Calcium is a mineral which is essential for strong bones and teeth. In fact, almost 99% of the calcium in our bodies forms the structural component to our bones and skeletal system. If calcium levels in the blood drop, the body will restore them by drawing calcium from the bones.

Calcium also plays a vital role in heart, muscle, nerve and blood function.

When you don’t consume enough calcium from your diet, your body will withdraw calcium from the bones and overtime this can reduce bone mineral density, lead to bones becoming brittle and increase the risk of osteoporosis.

Osteoporosis is the most common bone disease in humans and is categorised by low bone mass, structural deterioration and decreased bone strength. A lower bone mineral density increases the risk of fractures. In the five to ten years following menopause, women can lose up to 20% of their bone mass and 50% of these will experience an osteoporotic fracture at some point in time. This is because levels of the hormone, oestrogen, drop after menopause. Oestrogen plays an important role in maintaining bone strength, so a drop in oestrogen levels may result in increased bone loss.

How much calcium do you need?

Recommended Dietary Intake (RDI) for adults:

  • Females & males aged 19-50: 1000mg / day
  • Females aged >70 years (post-menopausal): 1300mg / day
  • Males aged >70 years: 1000mg / day

People with osteoporosis or osteopenia should aim to consume 1300mg calcium per day (or at least 1000mg), ideally from the diet. If this cannot be achieved through diet alone, speak to your health care practitioner to assess if calcium supplements and appropriate for you.

Food sources of calcium:

Dairy foods are the main sources of dietary calcium however calcium can also be obtained from other foods, from fortified foods and from supplements. The calcium is milk is generally well absorbed in the body. A cup of milk (250mL) contains 310mg calcium and 100mg (30%) of this is absorbed in the body.

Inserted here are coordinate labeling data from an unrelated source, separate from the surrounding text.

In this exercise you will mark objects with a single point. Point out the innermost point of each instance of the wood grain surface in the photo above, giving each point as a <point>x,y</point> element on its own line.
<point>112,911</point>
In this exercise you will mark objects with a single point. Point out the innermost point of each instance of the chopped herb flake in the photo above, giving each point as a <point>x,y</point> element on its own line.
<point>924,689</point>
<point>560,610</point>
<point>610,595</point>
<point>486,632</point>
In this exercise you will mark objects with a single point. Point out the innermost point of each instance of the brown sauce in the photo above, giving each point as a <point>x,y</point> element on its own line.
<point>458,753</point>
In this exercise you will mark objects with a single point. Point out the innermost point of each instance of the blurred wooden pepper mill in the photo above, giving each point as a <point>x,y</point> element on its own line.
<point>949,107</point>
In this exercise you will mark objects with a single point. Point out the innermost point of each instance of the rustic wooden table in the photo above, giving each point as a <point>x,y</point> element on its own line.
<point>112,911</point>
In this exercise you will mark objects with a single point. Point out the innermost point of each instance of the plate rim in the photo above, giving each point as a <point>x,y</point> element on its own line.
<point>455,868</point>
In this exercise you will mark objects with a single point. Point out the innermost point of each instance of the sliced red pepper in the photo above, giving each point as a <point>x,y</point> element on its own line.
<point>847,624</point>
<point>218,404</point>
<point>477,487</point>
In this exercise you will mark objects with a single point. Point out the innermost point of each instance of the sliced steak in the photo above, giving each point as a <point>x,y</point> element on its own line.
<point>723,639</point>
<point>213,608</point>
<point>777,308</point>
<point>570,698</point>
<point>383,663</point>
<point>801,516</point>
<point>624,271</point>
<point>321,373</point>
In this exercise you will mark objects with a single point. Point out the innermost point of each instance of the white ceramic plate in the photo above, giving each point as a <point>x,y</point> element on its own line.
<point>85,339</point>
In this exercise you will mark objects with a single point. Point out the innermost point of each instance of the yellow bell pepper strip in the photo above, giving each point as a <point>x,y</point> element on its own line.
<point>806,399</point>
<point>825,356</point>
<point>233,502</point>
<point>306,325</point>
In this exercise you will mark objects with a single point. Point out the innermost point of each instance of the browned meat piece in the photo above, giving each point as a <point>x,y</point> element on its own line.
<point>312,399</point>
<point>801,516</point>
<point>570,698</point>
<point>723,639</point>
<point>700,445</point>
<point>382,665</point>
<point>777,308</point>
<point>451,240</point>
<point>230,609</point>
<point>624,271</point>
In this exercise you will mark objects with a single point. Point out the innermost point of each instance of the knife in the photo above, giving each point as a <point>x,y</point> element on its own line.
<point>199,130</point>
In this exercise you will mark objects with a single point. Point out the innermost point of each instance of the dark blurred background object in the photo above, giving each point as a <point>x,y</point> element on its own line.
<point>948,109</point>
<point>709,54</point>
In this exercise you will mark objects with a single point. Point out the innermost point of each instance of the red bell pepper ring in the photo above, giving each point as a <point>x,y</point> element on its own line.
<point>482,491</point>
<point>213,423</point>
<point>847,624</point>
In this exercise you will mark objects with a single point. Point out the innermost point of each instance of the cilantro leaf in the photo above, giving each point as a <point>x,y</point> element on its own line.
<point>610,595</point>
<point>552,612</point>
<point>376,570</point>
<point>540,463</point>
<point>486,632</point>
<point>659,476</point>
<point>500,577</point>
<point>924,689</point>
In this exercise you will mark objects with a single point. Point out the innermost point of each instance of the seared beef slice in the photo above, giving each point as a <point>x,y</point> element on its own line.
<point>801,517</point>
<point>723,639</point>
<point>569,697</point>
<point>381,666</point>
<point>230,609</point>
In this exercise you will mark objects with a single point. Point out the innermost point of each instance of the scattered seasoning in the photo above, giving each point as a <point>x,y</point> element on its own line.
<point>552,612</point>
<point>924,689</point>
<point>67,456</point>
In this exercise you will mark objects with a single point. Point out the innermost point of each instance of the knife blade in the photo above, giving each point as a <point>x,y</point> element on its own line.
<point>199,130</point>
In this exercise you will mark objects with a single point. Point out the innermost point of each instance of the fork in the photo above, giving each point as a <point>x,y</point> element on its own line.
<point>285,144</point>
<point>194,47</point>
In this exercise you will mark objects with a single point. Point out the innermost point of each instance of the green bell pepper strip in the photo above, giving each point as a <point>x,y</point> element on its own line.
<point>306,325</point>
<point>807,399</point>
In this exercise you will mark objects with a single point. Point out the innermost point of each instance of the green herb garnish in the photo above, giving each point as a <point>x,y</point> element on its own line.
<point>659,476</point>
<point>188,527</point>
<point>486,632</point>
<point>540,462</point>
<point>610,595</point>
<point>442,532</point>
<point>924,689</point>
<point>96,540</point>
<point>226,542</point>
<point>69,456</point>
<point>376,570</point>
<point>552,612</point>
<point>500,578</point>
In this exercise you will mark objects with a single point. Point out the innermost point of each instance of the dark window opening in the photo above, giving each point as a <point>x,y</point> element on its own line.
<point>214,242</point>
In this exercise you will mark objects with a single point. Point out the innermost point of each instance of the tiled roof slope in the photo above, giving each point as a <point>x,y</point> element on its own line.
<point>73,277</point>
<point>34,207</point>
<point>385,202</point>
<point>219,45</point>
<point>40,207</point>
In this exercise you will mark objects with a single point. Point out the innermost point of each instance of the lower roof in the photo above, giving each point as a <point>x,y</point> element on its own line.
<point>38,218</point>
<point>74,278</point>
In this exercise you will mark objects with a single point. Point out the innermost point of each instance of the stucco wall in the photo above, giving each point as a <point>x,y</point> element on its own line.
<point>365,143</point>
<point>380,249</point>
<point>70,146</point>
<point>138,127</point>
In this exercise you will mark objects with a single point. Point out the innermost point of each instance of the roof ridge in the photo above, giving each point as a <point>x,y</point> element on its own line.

What if you’re dairy free or lactose free?

You can still reach your calcium target if you are following a lactose-free, vegan or dairy free diet, however you do need to know what your best food sources are.

Bioavailability of calcium:

The absorption rate of calcium from different foods is called ‘bioavailability’. Dairy foods have a high bioavailability, compared to some other plant-based foods, such as spinach, which can have a low bioavailability. However, there are a number of plant-based foods which provide a good source of bioavailable calcium.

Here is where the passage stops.